FWIW, I was trying to update the serial console of HE VM properties and it would not do it. I would uncheck it and click save. Open the Edit dialog again and the option would be still checked. This is what brought me checking the engine.log.

I have the environment available, if you would like to ssh.

Comment 23 Tal Nisan 2018-08-02 14:29:30 UTC
Arik, it's your call here, how would you like to proceed?

Comment 24 Michal Skrivanek 2018-08-15 14:03:29 UTC
can you rule out that it was ever running on 4.2.2? If not, do you have any logs from upgrade from 4.1 to 4.2?
There were also some fixes in 4.2.5 around HE serial console.

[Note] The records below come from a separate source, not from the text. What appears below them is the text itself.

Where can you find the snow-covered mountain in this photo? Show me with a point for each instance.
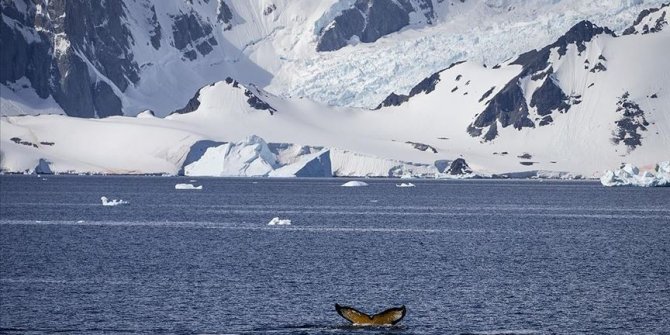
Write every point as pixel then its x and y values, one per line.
pixel 563 103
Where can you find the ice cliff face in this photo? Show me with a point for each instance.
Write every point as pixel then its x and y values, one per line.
pixel 102 58
pixel 506 85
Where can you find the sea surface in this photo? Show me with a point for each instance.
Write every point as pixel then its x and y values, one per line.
pixel 464 257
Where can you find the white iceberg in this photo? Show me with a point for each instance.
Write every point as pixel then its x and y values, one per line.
pixel 354 183
pixel 405 185
pixel 629 175
pixel 113 202
pixel 187 186
pixel 278 221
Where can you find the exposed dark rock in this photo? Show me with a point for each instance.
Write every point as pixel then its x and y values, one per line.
pixel 509 107
pixel 269 9
pixel 190 32
pixel 155 34
pixel 204 48
pixel 441 165
pixel 105 101
pixel 95 29
pixel 487 94
pixel 224 14
pixel 196 152
pixel 18 140
pixel 43 167
pixel 422 146
pixel 549 97
pixel 191 106
pixel 543 74
pixel 630 125
pixel 191 55
pixel 459 167
pixel 319 166
pixel 598 68
pixel 393 100
pixel 657 22
pixel 426 86
pixel 369 20
pixel 546 120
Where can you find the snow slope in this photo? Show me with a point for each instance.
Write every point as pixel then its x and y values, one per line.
pixel 606 97
pixel 172 48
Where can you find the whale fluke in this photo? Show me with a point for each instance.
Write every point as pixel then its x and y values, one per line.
pixel 388 317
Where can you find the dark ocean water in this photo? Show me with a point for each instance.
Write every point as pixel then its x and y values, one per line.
pixel 465 257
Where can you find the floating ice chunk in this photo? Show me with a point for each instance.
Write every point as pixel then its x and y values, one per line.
pixel 187 186
pixel 278 221
pixel 113 202
pixel 354 183
pixel 629 175
pixel 405 185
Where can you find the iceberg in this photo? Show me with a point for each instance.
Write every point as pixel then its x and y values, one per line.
pixel 278 221
pixel 405 185
pixel 187 186
pixel 354 183
pixel 629 175
pixel 113 202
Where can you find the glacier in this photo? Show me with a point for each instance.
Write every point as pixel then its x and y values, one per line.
pixel 629 175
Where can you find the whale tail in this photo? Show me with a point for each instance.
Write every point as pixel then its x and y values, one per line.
pixel 388 317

In general HE issues would need to be handled by Integration team. Old deployments have specific hw configuration Virt team is not familiar with.

Comment 25 Doron Fediuck 2018-10-28 16:12:43 UTC
Closing for the lack of reproduction.
Please re-open if available with all the relevant information.

Comment 26 Marina Kalinin 2018-10-29 17:56:05 UTC
(In reply to Michal Skrivanek from comment #24)
> can you rule out that it was ever running on 4.2.2? If not, do you have any
> logs from upgrade from 4.1 to 4.2?
> There were also some fixes in 4.2.5 around HE serial console.
> 
> In general HE issues would need to be handled by Integration team. Old
> deployments have specific hw configuration Virt team is not familiar with.

Sorry, seems like I never replied to this question.
I do not think so.
Unfortunately, I do not recall what environment it was at this point.